Uncertainty and procrastination on energy policies could cause potential investors in the UK’s datacentre industry to look abroad instead, according to a climate change expert from industry body Intellect UK.
Government policy must stabilise to ensure the future of the UK datacentre industry, warned Emma Fryer, associate director of climate change programmes at the technology trade association.
As bosses from the big six energy companies are called before MPs amid consumer outrage over recent price hikes, Labour leader Ed Miliband’s proposals for a freeze in residential energy prices have been gathering significant momentum, according to Fryer.
“However, what’s much more dangerous than price hikes – which have been anticipated by the datacentre industry – is the continuing volatility of UK energy and climate change policy," she said.
“The irony is that much of the uncertainty over energy prices has been created by government taxes and levies. And now, attempts by politicians to put their footprint on energy are causing further uncertainty that’s jeopardising the future of the datacentre industry in the UK by forcing potential investors abroad,” added Fryer.
High energy prices a turn-off for datacentres
Intellect UK’s warning comes after research reports earlier this year found that low and stable electricity prices are likely to make the US a preferred location for datacentre investment, over European countries such as the UK and Germany.

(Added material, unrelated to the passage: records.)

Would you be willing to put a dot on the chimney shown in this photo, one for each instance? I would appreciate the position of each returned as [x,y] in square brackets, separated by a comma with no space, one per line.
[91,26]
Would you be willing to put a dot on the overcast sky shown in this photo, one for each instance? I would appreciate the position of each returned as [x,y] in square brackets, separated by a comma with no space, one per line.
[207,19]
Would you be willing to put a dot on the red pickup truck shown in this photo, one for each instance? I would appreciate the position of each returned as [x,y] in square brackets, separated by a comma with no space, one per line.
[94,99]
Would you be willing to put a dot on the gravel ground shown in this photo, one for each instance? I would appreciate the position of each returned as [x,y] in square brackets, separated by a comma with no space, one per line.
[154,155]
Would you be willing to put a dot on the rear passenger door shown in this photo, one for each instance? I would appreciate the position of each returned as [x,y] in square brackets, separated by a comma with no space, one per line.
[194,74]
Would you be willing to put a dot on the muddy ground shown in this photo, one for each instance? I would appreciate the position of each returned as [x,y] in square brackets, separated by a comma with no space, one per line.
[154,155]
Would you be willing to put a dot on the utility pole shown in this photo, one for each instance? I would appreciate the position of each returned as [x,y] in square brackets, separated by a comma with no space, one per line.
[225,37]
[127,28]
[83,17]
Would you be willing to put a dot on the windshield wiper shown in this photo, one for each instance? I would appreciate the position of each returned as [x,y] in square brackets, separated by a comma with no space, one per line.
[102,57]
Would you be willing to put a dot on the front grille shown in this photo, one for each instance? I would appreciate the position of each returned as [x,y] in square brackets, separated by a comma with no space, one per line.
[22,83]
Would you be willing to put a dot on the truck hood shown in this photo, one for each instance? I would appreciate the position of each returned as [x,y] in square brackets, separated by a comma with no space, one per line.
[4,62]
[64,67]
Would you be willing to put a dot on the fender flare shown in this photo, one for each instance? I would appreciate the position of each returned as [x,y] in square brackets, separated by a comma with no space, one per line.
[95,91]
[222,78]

The energy bill for a medium-sized 2MW datacentre in the US with a 50% baseload energy consumption could be as much as $500,000 (£335,000) a year less than a comparable facility in the UK, under the current pricing, and about $750,000 less than one in Germany.
The reason for the price stability in the US is its booming shale gas industry, according to the research report by 451 Research.
The price of power can significantly alter the overall lifetime cost of a datacentre. Assuming a 15-year lifespan for a datacentre, a price of $0.067/kWh (£0.045/kWh) contributes about 30% of a facility’s operating expense and usually accounts for 10-15% of the total cost of building and running a datacentre.
“This figure is large enough to sway decisions about where a datacentre should be built,” said Andy Lawrence, research vice-president, datacentre technologies and eco-efficient IT, at 451 Research.
As energy prices rise and datacentre energy efficiency become the top priorities for CIOs, low and stable energy prices and the availability of a mix of energy resources is becoming a prime consideration for datacentre investment.
“Energy policy is too important for the future of the UK’s datacentre industry and for the country’s fragile economy to be politicised in this way. Rather, what’s needed is consistency,” Fryer warned.
Fryer will call for energy policy to be defined by cross-party committees rather than individual governments at the peer-led datacentre industry event DatacenterDynamics Converged in November, with her speech, "The impact of carbon legislation on the UK datacentre market: the politics of power".
In addition to urging the government to stabilise energy pricing policy, datacentre experts will also discuss solutions for the problems of datacentre power and cooling, energy efficiency and IT carbon emissions. Experts will also discuss software-defined datacentres, the effects of cloud computing on datacentres, and the role of infrastructure management tools.